Word of the Day: New
new / n(y)o͞o
1. having just come into existence; recent
With the new day comes new strength and new thoughts.
Eleanor Roosevelt, 1884-1962
The new environment dictates two rules: first, everything happens faster; second, anything that can be done will be done, if not by you, then by someone else, somewhere.
Andy Grove, 1936-2016
3. novel; unfamiliar
What is new is pleasing and what is old is satisfying.

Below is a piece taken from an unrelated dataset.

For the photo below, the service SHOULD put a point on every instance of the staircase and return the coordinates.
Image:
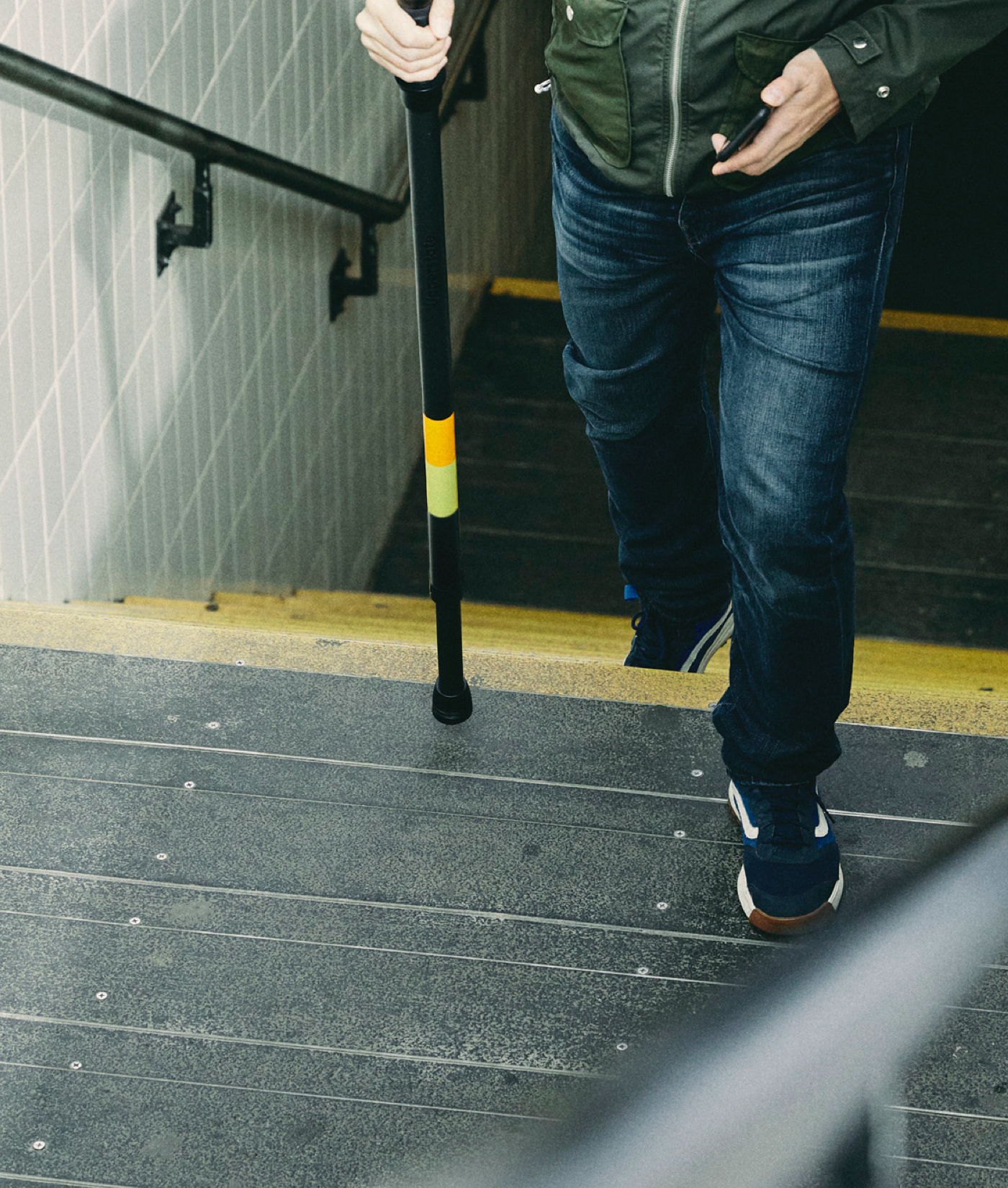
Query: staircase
(263, 921)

4. having been in condition or state a short time
I am a member of a fragile species, still new to the earth, the youngest creatures of any scale, here only a few moments as evolutionary time is measured, a juvenile species, a child of a species.

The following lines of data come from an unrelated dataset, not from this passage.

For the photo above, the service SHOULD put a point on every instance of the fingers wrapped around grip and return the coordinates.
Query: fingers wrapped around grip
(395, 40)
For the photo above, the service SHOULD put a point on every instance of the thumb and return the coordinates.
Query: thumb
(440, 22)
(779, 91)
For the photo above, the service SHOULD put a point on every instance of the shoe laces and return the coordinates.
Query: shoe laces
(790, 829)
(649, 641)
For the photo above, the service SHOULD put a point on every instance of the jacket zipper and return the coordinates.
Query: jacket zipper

from ‘Fragile Species’ by Lewis Thomas, 1913-1993
5. unaccustomed (usually followed by to)
I am new to superhero comics, though growing up I read Archie comics, religiously.
Roxane Gay, 1974-
6. other than the old or former
Don’t throw away your old shoes until you have a new pair.
You dance better with a full belly than with a new dress.
You are never too old to set another goal or to dream a new dream.
Les Brown, 1945-
9. beginning as the resumption of a previous thing
Let our New Year’s resolution be this: we will be there for one another as fellow members of humanity, in the finest sense of the word.
Goran Persson, 1949-
1. recently or lately (used in combination)
He continued on, on to the glacier, towards the dawn, from ridge to ridge, in deep, new-fallen snow, paying no heed to the storms that might pursue him.
from ‘World Light’ by Halldór Laxness, 1902-1998
1. something fresh or not previously seen or experienced
They love the old that do not know the new.